Legato testamentario di Rita Emanuela Bernasconi, 2010

La Torre del Soccorso si erge con la sua massiccia mole quadrangolare in pietra di Moltrasio, ben riconoscibile fra la vegetazione che ricopre il monte Gravona a ridosso dell’Isola Comacina. La costruzione domina il panorama del lago fin dalla sua edificazione, avvenuta fra il XII e il XIII secolo, come parte di un sistema fortificato più ampio, che comprendeva il castello dell’Isola Comacina e le strutture difensive di Sala, Lezzeno e Cavagnola.
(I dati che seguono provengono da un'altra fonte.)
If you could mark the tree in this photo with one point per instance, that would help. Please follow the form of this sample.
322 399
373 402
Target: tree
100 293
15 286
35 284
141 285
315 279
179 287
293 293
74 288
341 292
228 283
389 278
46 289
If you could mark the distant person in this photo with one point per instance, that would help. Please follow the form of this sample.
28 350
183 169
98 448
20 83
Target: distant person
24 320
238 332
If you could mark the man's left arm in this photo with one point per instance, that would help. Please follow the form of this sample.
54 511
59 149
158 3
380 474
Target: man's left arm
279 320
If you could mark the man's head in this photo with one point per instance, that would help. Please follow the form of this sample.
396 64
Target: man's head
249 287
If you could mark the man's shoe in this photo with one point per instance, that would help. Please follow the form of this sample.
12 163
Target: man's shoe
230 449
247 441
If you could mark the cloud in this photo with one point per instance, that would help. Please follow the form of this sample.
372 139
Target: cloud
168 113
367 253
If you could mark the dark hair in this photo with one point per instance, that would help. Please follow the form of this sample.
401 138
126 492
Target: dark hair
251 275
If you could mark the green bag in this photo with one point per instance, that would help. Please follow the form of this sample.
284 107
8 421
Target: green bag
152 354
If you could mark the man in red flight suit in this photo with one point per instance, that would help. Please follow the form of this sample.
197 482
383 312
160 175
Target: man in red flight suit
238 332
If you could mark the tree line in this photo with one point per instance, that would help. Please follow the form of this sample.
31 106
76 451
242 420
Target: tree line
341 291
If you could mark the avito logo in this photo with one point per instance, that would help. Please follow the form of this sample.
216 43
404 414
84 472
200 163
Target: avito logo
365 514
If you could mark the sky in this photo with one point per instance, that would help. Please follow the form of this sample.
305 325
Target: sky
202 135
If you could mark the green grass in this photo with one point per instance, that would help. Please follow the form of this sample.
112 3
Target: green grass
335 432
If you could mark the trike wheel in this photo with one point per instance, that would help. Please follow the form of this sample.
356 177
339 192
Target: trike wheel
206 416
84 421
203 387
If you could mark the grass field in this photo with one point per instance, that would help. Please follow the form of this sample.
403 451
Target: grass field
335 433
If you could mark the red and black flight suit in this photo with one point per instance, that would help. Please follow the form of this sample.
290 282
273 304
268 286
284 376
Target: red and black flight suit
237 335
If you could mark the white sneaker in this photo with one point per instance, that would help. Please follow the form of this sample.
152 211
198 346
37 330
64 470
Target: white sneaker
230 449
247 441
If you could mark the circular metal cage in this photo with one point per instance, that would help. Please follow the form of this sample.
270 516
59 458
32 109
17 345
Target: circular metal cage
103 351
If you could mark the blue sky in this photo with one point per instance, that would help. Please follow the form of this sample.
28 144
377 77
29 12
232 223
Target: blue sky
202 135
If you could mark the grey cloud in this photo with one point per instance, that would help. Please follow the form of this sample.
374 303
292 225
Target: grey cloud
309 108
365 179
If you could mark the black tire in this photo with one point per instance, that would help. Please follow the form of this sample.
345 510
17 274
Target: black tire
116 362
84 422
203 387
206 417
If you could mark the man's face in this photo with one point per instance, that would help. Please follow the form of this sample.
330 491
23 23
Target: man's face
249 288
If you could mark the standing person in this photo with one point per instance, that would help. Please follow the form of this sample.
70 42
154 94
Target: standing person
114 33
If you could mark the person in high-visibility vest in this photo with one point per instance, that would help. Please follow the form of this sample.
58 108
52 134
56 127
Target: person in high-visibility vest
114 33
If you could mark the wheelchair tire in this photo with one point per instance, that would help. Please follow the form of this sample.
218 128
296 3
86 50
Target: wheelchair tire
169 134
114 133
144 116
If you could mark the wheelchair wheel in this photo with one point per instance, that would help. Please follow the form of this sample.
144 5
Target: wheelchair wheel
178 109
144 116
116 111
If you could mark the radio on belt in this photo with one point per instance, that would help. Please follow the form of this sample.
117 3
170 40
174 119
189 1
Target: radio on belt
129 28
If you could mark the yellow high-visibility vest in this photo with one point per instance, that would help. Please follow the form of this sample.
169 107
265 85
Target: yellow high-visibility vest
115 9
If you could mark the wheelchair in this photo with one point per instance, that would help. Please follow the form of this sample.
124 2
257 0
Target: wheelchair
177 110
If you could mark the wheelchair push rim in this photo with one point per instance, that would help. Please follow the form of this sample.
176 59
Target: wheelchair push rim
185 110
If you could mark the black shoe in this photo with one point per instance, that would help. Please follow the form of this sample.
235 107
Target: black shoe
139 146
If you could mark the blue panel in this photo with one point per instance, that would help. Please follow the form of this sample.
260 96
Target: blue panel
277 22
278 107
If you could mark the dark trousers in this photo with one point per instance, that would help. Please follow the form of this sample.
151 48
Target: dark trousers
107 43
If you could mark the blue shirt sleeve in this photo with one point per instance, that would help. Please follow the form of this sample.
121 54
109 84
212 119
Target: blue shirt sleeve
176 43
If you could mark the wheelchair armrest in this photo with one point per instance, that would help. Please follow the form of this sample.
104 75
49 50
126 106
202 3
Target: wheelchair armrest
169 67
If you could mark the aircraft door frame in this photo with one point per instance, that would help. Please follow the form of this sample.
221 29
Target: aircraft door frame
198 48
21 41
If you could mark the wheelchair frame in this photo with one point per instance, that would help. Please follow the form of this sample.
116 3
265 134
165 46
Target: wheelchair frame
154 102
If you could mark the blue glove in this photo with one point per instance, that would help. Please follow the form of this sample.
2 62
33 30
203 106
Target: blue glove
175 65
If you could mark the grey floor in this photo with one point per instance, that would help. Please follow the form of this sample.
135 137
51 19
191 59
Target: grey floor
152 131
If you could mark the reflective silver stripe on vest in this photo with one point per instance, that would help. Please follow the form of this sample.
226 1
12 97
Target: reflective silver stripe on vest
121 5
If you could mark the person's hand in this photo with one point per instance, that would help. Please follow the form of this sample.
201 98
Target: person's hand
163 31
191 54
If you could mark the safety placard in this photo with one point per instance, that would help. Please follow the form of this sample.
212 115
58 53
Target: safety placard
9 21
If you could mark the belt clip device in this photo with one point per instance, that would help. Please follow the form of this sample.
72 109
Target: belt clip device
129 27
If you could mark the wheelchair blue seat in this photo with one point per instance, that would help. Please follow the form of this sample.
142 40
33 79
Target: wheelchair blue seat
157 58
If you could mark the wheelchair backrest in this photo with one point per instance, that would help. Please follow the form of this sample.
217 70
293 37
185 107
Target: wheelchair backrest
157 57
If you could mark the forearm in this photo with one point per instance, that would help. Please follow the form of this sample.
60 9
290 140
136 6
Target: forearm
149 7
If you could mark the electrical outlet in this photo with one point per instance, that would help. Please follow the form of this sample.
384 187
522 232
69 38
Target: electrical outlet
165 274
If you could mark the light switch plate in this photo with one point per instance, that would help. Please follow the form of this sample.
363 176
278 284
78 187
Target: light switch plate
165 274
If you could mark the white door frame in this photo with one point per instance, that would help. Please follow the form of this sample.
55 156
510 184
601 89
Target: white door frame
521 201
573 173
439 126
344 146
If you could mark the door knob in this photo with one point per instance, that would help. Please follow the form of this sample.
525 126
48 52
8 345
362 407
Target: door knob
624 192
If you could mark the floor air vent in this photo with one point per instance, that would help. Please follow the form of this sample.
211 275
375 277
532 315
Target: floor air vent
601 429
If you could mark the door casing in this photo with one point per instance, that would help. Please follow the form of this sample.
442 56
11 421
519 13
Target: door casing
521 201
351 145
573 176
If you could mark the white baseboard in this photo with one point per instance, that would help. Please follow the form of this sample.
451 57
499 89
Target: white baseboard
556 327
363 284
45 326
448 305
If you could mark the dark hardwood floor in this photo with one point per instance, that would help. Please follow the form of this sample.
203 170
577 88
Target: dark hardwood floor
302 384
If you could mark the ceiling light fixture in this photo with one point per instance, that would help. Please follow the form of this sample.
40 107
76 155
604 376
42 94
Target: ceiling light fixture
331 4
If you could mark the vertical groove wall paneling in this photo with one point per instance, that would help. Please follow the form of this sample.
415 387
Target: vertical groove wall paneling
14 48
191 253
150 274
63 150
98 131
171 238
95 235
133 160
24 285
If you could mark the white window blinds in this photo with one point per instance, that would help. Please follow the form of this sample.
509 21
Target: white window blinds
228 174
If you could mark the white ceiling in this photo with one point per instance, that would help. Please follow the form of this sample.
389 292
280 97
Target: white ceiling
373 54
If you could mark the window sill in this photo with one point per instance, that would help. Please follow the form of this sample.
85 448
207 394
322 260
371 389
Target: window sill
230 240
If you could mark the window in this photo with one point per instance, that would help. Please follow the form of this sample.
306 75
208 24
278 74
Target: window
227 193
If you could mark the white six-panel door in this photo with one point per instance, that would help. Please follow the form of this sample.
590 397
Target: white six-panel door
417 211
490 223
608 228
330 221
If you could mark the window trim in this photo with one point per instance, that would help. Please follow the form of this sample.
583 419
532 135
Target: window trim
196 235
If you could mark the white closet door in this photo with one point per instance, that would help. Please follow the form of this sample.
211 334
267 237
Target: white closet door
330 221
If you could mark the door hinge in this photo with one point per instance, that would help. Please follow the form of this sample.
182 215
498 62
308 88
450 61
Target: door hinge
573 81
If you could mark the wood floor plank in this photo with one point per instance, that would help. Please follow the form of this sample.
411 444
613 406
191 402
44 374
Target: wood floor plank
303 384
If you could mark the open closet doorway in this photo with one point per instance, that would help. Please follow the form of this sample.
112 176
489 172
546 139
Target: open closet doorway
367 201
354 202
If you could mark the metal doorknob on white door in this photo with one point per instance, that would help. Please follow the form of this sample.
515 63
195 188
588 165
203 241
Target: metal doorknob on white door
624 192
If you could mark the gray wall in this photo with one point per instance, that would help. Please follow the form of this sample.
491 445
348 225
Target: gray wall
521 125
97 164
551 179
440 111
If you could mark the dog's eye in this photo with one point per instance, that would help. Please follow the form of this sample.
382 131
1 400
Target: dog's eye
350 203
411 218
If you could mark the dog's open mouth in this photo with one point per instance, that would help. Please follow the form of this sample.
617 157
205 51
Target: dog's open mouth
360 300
Nel XII secolo i comaschi, rivali degli abitanti dell’isola a quell’epoca alleati della città di Milano, colpirono a più riprese e resero inservibili le fortificazioni di questa zona. La Torre del Soccorso conobbe quindi per i successivi otto secoli un periodo di profonda decadenza e abbandono, terminato solo nel 1954 per iniziativa di Clemente Bernasconi, già direttore della Soprintendenza ai Monumenti della Lombardia. Acquistata l’intera struttura, l’architetto promosse una campagna di scavi archeologici e si impegnò a restaurare la torre con l’idea di farla rivivere sistemandovi la residenza estiva della propria famiglia. Nel 2011, grazie a un legato testamentario, la figlia Rita ha voluto lasciare la torre al FAI. La costruzione costituisce pertanto il terzo Bene del FAI sul Lago di Como, insieme alle vicine Villa del Balbianello e la casa-barca Velarca.